# Removing Storage door on dash



## Chevyderek72 (May 16, 2011)

I'd also like to know how to remove it, I'll keep an eye on this one.

Sent from AutoGuide.com App


----------



## UpstateNYBill (Jan 14, 2012)

Did a little searching:

From another thread: Remove the two 7mm screws that hold in the tray. You have to pop off the silver trim that surrounds the radio and they're both right underneath that.

How to remove trim is below.

http://www.cruzetalk.com/forum/36-audio-electronics/5146-how-do-you-remove-trim-around-radio.html


----------



## Dale_K (Jul 16, 2011)

If you're talking about the flip-top compartment in the center of the top of the dash I can help you. Open the lid and remove the rubber pad in the bottom. That will expose 2 small hex screws (7mm, I think). Remove the two screws.
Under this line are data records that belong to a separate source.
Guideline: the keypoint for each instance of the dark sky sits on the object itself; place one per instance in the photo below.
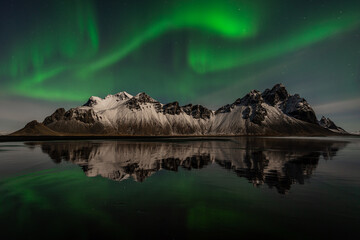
(59, 53)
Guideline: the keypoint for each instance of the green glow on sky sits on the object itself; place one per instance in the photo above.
(64, 53)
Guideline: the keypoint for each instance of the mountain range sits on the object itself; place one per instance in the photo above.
(271, 112)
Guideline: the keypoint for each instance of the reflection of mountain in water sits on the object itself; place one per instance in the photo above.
(276, 162)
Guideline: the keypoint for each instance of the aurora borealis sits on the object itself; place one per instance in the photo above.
(58, 53)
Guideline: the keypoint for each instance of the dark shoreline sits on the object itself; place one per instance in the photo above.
(8, 138)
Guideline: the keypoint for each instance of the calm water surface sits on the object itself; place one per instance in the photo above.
(231, 188)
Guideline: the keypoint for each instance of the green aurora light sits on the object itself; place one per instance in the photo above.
(66, 52)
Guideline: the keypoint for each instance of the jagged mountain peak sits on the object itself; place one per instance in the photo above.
(277, 94)
(144, 98)
(108, 100)
(272, 112)
(329, 124)
(123, 95)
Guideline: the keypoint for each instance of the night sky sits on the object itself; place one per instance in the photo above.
(59, 53)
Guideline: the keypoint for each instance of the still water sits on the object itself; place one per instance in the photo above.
(230, 188)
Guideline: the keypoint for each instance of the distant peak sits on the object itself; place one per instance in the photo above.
(123, 95)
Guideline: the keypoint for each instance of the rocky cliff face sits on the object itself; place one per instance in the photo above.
(272, 112)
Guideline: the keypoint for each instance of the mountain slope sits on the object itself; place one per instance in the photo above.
(273, 112)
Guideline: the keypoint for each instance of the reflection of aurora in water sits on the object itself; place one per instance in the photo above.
(206, 202)
(260, 160)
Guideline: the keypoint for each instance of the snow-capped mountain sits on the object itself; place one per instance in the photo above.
(273, 112)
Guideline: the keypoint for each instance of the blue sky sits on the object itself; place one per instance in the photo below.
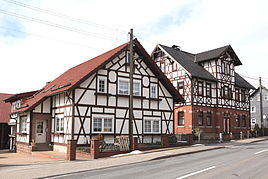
(34, 53)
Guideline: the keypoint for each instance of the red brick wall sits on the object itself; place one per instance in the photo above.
(191, 119)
Then grab the little bar near where the latch closes and pry up. It will take a little force. This is the side of the cubby closest to the radio display. Once you get that area loose, you lift it up about an inch and then you can pull the whole assembly rearward, away from the windshield.

It took me a little while to figure it out. At first I tried lifting at the hinge side of the cubby but that end has two tabs that go under the dash top and you can't lift that end up without breaking something. So lift the latch end first and then pull the cubby rearward to get the two tabs out.


----------



## Cruz3r (Jul 13, 2011)

Dale_K said:


> If you're talking about the flip-top compartment in the center of the top of the dash I can help you. Open the lid and remove the rubber pad in the bottom. That will expose 2 small hex screws (7mm, I think). Remove the two screws.
> 
> Then grab the little bar near where the latch closes and pry up. It will take a little force. This is the side of the cubby closest to the radio display. Once you get that area loose, you lift it up about an inch and then you can pull the whole assembly rearward, away from the windshield.
> 
> It took me a little while to figure it out. At first I tried lifting at the hinge side of the cubby but that end has two tabs that go under the dash top and you can't lift that end up without breaking something. So lift the latch end first and then pull the cubby rearward to get the two tabs out.


Yes thats what im talking about, couldnt really figure out what to call it exactly haha thanks for the help!


----------